Operating at a scale of millions of queries per second presents massive infrastructure hurdles. What specific optimization strategies do you employ to ensure high-velocity inferencing without burning through your entire margin?
When you are running millions of queries per second to decide whether to show an ad on a publisher’s page or what creative to display, you have to be incredibly smart about your inferencing stack. Our philosophy is to maximize margin later, but we can’t ignore the fact that we’d run out of money if we weren’t efficient. We use two primary strategies: first, we pre-compute as much as possible, trading memory for latency by having embedding lookup tables ready to go instead of generating everything on the fly. Second, we lean heavily into batching and queuing; even though it’s difficult to build, it’s often not much slower to process 500 requests at once than it is to process one. We also have to be mindful of our latency budget—sometimes we might even use a “backup” heuristic if the main model is taking too long, because an expected value slightly above zero is better than a timed-out request. It’s a constant balancing act between the software business model of adoption and the hard reality of GPU costs.
Privacy is a significant hurdle when dealing with sensitive behavioral patterns. How are you incorporating advanced concepts like differential privacy and homomorphic encryption to maintain trust while still delivering accurate predictions?
Privacy isn’t just a checkbox for us; it’s a first-class citizen of our technical stack. We are heavily invested in the nascent world of privacy-preserving machine learning because we know that companies have to trust us with their most sensitive data. We explore differential privacy, which is a mathematical way of ensuring “K-anonymity”—meaning if someone tries to query our dataset to find a specific person, they’ll always find a pool of at least, say, 25 people, creating a level of ambiguity that protects the individual.
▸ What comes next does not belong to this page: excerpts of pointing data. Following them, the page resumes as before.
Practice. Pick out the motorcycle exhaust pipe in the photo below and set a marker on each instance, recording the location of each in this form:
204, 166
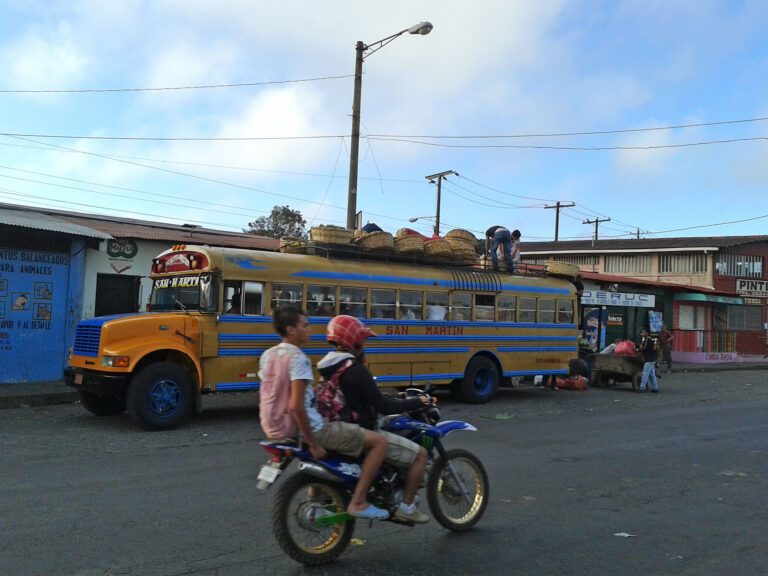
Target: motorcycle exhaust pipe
317, 470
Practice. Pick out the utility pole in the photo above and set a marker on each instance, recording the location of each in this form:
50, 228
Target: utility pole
596, 222
439, 177
557, 214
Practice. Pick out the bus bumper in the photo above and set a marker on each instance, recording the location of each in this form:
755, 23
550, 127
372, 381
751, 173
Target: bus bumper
99, 382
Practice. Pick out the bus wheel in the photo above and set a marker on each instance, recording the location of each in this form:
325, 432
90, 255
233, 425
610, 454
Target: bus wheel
481, 380
101, 405
160, 396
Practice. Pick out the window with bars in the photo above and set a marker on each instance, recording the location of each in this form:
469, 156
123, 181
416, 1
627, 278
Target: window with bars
682, 263
626, 263
739, 265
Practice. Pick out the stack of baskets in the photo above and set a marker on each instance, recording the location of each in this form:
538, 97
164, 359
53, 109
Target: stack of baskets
379, 242
438, 249
409, 244
293, 245
330, 234
463, 245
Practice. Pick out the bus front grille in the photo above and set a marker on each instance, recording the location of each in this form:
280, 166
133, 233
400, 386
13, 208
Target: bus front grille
87, 341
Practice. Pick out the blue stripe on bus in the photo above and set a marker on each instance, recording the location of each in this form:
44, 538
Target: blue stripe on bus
400, 338
416, 377
537, 348
326, 275
224, 386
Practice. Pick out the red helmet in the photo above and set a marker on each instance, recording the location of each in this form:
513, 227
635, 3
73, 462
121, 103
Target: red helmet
347, 331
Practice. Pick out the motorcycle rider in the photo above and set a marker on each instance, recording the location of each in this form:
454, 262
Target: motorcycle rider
345, 438
362, 396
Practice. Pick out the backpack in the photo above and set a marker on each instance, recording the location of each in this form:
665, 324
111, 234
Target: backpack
275, 397
330, 398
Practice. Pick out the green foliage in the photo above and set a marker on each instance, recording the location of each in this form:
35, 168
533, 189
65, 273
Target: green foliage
283, 222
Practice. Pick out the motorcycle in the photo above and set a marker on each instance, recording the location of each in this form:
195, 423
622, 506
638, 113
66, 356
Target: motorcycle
308, 513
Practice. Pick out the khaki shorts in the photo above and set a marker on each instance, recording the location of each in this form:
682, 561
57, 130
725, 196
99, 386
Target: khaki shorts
401, 452
341, 437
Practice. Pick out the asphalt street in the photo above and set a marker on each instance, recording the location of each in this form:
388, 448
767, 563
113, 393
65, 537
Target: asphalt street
604, 481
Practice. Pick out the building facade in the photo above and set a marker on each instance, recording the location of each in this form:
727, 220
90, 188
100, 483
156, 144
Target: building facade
57, 268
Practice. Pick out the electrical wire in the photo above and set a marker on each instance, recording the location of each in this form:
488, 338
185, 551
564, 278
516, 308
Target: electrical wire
201, 87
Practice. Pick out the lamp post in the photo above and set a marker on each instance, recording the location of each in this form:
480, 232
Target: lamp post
362, 51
Even more exciting is homomorphic machine learning, which goes back to my math roots by allowing us to train models on symbols without ever “seeing” the raw data itself. We don’t have the luxury of a massive social network where everything is tied to a single email ID, so we have to win by having the best algorithmic privacy measures in the industry. It’s about moving beyond simple security and into hard math and science that we can eventually publish and share with the broader community.
What is your forecast for behavioral AI?
I believe we are heading toward a future where the distinction between “searching” for an answer and “predicting” a need will entirely disappear. Within the next few years, I expect behavioral models to become the silent engines behind every digital interaction, moving far beyond ads into areas like fraud prevention and hyper-personalized healthcare. We will see a shift where AI doesn’t just talk to us but anticipates the trade-offs we are willing to make, managing our “personalization budget” in real-time. However, the real breakthrough won’t be in the size of the models, but in our ability to perform this level of prediction while maintaining total data sovereignty for the user through the privacy-preserving techniques we discussed today. The “wild west” of data scraping is ending, and the era of the high-trust, high-accuracy decision layer is just beginning.